Monday’s medical myth: coffee is a health drink

The links between coffee and better health aren’t strong enough to recommend another cup. Flickr/doug8888

Many Australians begin their day with a cup of coffee. It’s widely viewed as a tonic with revitalising properties – each cup making us feel better. But this isn’t the same as being good for our health.

Coffee is the most widely-used stimulant in the world, with Australians consuming more than 3kg of coffee per person every year. Most of this is instant coffee, drunk at home (about 80% of total consumption) but cafe coffee is on the rise.

Coffee is a deliciously complex mixture of different compounds that come from the bean, as well as those generated or excluded in the processes of fermentation, roasting and brewing.

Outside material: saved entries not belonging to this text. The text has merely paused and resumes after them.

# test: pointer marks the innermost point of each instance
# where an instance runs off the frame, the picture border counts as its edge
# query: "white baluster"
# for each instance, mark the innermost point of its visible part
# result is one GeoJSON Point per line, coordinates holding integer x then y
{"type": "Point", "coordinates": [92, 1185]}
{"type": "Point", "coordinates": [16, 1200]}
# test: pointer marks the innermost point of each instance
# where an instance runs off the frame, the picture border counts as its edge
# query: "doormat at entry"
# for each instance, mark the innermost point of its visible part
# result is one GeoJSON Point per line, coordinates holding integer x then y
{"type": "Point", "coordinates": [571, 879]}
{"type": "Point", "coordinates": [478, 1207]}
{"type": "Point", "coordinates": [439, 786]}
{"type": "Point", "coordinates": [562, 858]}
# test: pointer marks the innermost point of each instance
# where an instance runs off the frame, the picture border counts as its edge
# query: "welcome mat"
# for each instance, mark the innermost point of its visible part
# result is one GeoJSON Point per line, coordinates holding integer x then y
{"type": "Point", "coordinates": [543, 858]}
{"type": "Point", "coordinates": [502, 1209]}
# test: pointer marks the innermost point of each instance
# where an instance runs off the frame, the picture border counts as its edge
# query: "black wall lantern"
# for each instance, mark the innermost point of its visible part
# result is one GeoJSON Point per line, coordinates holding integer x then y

Some of coffee’s phytonutrients (organic components) may theoretically be beneficial for human health, including antioxidants, lignans and minerals. Others, such as acrylamide, are toxic chemicals.

But the most well-known component is, by far, caffeine and each cup of instant coffee contains around 100mg of the stimulant.

Caffeine acts by blocking the (adenosine) receptors in our brain that are responsible for dulling brain activity. So by preventing this dulling, it increases stimulation. This is why coffee is so invigorating on those dreary mornings when we’d rather be in bed. It’s also one of the reasons it keeps us awake at night.

Caffeine also makes us pee more. But despite popular belief, it’s not because we’re dehydrated. Caffeine increases the urine output of habitual non-drinkers (especially in large doses) but doesn’t seem to have much diuretic effect in people who regularly take a cup or two.

Caffeine has other short-term impacts on the human body. It stimulates metabolism and modestly increases systolic blood pressure levels (by two to 12 mmHg). But again, this effect is most pronounced in non-coffee drinkers and immediately after having a cup.